The Sawtooth Botanical Garden (5 acres) is a high-altitude botanical garden located off Highway 75 at 11 Gimlet Road, Ketchum, Idaho, United States. It is open to the public.

== History ==
The garden was founded in 1994. It includes a stream-side garden, ornamental garden, xeriscape garden, research area, a greenhouse (1550 square feet) displaying flowering perennials, herbs, and vines, and a main building.

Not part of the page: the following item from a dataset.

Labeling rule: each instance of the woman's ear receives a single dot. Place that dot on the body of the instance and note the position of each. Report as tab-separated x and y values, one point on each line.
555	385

In August 2005, a new garden was constructed, the Garden of Infinite Compassion, designed by landscape designer Martin Mosko, a Zen Buddhist monk and abbot of the Hakubai Temple in Boulder, Colorado. It is an alpine garden with osteospurmum, arabis, arnica, alpine asters, poppies, orchids, columbine, and Lewisii, set with a waterfall, reflecting pond, and 16 rocks of up to 30 tons each, representing the 16 Buddhist arhats. The garden was built for a visit from the 14th Dalai Lama on September 13, 2005, who blessed the garden and a finely carved 400 pound Tibetan prayer wheel filled with over one million written mantras. This is one of only two such prayer wheels to be erected in the United States. Rather unusually, the prayer wheel is turned by the stream rather than by hand.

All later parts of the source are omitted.